Trevor Paglen, “Near Pole Line Road,” printed 2024, pigment print, 8 x 12”.

The important point of “Cardinals” comes from seeing the conversation that takes place between the two groups of images. That conversation interrogates the very nature of photography and by implication, representational images in general. In Susan Sontag’s 1974 essay (included in her classic compilation of essays, “On Photography”), “Melancholy Objects,” she makes the point that all Surrealist photography is fundamentally redundant, because photography is already by its essential nature Surrealist, needing no additional gilding of the uncanny lily. Paglen’s “Cardinals” seconds that motion by staging a visual debate between a high art notion of the photographic sublime and another vernacular one based on obvious parlor tricks, the former resting on Edmund Burke’s notion of a Terror Sublime and the later paying goofy homage to Andre Breton’s idea of The Marvelous. It takes a minute of reflection to realize that they are two sides of a singular coin that mixes delusion with observation.


Trevor Paglen, “Doty,” 2023, still from single channel video projection, black and white, stereo mix, 66 minutes.

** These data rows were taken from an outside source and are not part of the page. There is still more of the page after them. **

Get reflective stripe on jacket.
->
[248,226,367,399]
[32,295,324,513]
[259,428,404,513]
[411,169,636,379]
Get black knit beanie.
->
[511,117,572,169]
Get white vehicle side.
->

Why “Cardinals?” That question is answered by the 66-minute single-channel video titled “Doty” (2023), shot in anemic greyscale. The camera fixes close-in to the face of Richard Doty, a retired U.S. Air Force officer who worked in military intelligence. Doty recounts his involvement with government projects involving contacts with Aliens and UFOs, the later code named “Cardinals” for the sake of secrecy. He presents himself as a model of trustworthy sobriety, calmly recounting things that seem patently unbelievable, including the fact that the Air Force has documented contacts with five different extraterrestrial species from different planets. Doty seems cool and rational as he delivers his soliloquy, making it hard to discount what he is saying. Of course, he offers no corroborating evidence for his assertions, but in these post-evidence days of alternative facts, all bets are off. Personally, I think that Doty is bat-shit crazy. Is Paglen in agreement? If so, he keeps that card very close to his vest.


Mark Van Proyen has written commentaries emphasize the tragic consequences of blind faith placed in economies of narcissistic reward. In 2020, he retired from the faculty of the San Francisco Art Institute, where he taught Painting and Art History. From 2003 to 2018, he was a corresponding editor for Art in America.